Es fácil encontrar los motivos para esa esclavitud. Por encima de todo, trabaja sobre lo que para mí es el pilar de la narrativa, algo imprescindible que hace que una historia funcione o no: las decisiones. Pero las decisiones de verdad, las que le duelen al personaje, en las que se juega algo verdaderamente importante. El primer dilema que se le plantea (tu novio antiguo o tu novio nuevo) se hubiera resuelto en la mayoría de la novelas juveniles con una historia almibarada que nos hace sentir calorcito y que, muchas veces, nos lleva a desear ser ese personaje. (Elige al guapo, elige al que escribe pintadas en las paredes para ti, elige al que juega con tu hermana pequeña o al que te trae el desayuno a la cama). Con Ariadna no. Ni una sola vez, ni por un solo segundo, he deseado ser ella. Dios me libre. Y aun así, no podía dejar de leer. De hecho, en ese párrafo en el que le plantean a la protagonista que tiene que elegir he dicho en voz alta mi primer “qué bueno eres, cabrón”.

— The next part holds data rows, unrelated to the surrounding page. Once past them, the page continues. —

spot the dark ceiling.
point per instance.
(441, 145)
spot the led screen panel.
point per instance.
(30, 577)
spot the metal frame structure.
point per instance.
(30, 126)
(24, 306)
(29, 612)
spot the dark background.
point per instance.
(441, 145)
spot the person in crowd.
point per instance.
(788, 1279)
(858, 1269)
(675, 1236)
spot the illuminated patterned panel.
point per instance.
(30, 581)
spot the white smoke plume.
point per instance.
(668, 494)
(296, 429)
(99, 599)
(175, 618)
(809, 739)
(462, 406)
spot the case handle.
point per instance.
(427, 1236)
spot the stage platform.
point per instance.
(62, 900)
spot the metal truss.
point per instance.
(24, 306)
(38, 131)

He hablado mucho en voz alta leyendo este libro. “No, por favor, no, que no hayan muerto”; “que no elija a ese, que no lo elija”; “que todo haya sido un sueño, por favor”. Y aquí, en esta última, me he ido corriendo al espejo porque no me reconocía. No hay nada peor que un protagonista que despierta de un sueño. No hay engaño al lector menos perdonable, más ruin, y los que damos clase de escritura se lo tatuamos a los alumnos en el cerebro a base de repetirlo. Así que imaginad cómo estaba para desear que eso pasara. (No lo deseaba de verdad, solo un poquito).

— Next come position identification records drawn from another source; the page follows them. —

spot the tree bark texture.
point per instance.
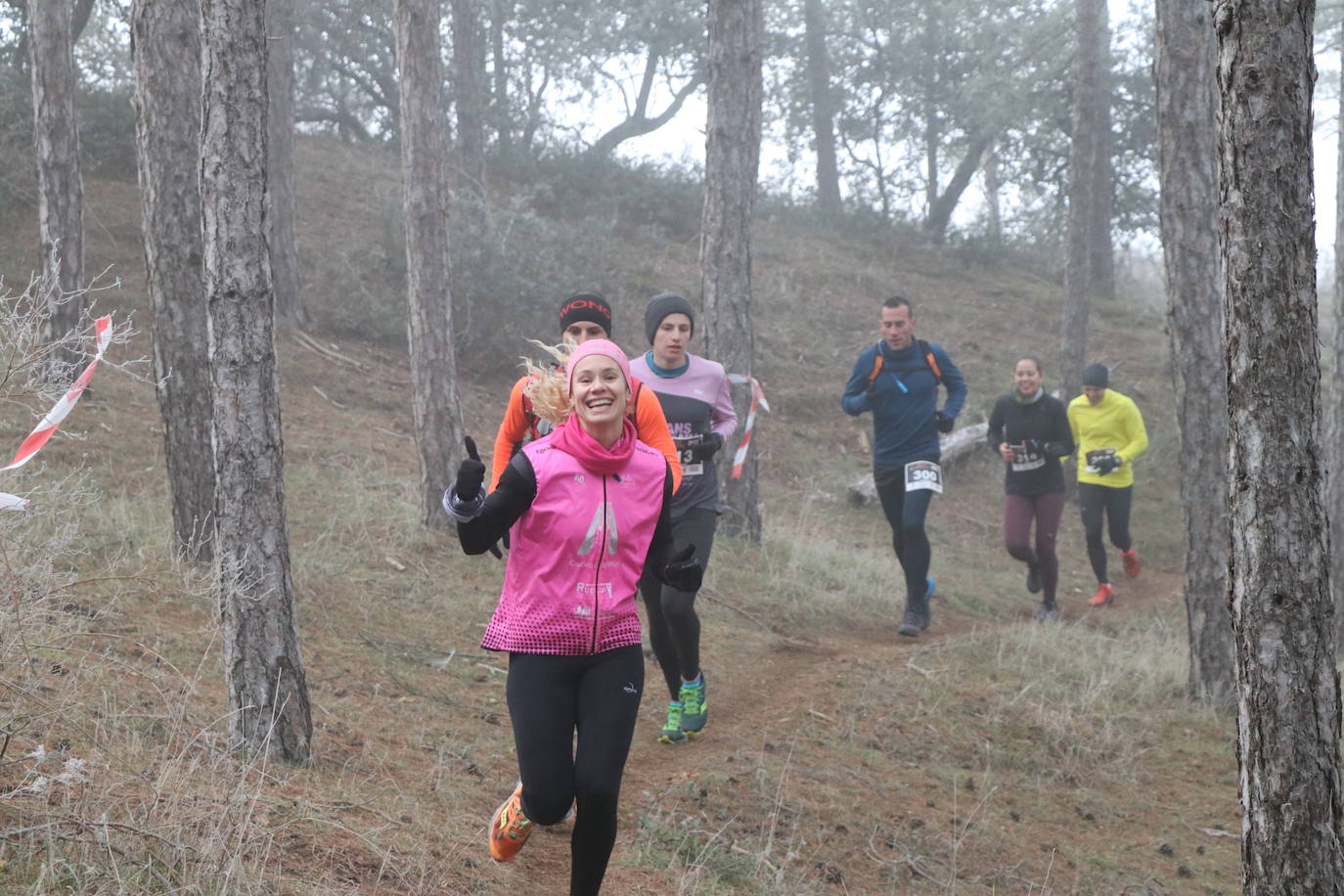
(1278, 569)
(1082, 188)
(165, 39)
(1335, 441)
(263, 666)
(1102, 265)
(1187, 146)
(823, 108)
(283, 211)
(470, 93)
(732, 158)
(60, 183)
(500, 13)
(434, 399)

Y es que el otro punto de apoyo de la narrativa, y sobre todo de la juvenil, son (en mi modesta) las consecuencias de las decisiones. Lo que me hace creerme una trama o no, empatizar con un personaje o no, querer saber qué viene después (o no) es la forma en la que afrontan las consecuencias de sus decisiones y las consecuencias mismas. Segundo “qué cabrón”.
Después han venido muchos: por la prosa maravillosamente construida, por el vocabulario milimétricamente preciso (no hay palabra más vacía que “cosa”, salvo que no la uses en toda la novela y cuando aparece sea para definir lo vacía que está la protagonista), por la visibilidad de las imágenes. Pero como ese primero, ninguno.
Me gusta creer que si el escritor se divierte el lector también lo hace y viceversa. Sobre todo, viceversa. Es decir, que si el lector se ríe es porque antes se ha reído el escritor y que no hay forma de hacerle llorar si tú no has llorado antes. Y precisamente por eso he pasado de los “qué cabrón” a los “pobrecito”, porque José Antonio Cotrina ha tenido que pasarlo mal, muy mal escribiendo este libro. De hecho creo que por eso hace guiños a sus libros preferidos, me lo imagino en su mesa de trabajo esbozando sonrisas imperceptibles cada vez que cuela un guiño: un poquito de Harry Potter por aquí, con este niño que vive bajo la escalera, un poquito de El coleccionista de relojes extraordinarios por allá, con la subasta, Jeremías, Deveraux… En realidad, el de Laura Gallego debe de ser con mucho su libro superfavorito, por los homenajes que le hace. O tal vez la válvula de escape.
Y aun así, no es la estructura, no son las decisiones, no son las consecuencias. Es una mezcla de todas ellas. Y de esos guiños a otros libros (que seguro que hay más que yo no he visto), y de esa prosa y esas descripciones, de la ambientación que ahoga, quema, aplasta. Qué cabrón.
Leedlo. Leedlo un día de sol con niños riendo por todas partes y, a ser posible, chapoteando en el mar o en la piscina. Leedlo sabiendo que durante casi setecientas páginas odiaréis haberlo empezado. Leedlo sabiendo que os esclavizará. Porque lo disfrutaréis como se disfruta de la buena literatura, esa que te remueve y te deja hecho polvo, la que te obliga a pensar y, sobre todo, te hace sentir incómodo. Y la que te obliga, al día siguiente, a contarle a tus amigos y tus compañeros, a quien sea que se cruce contigo, que te has leído un libro que te ha dejado KO.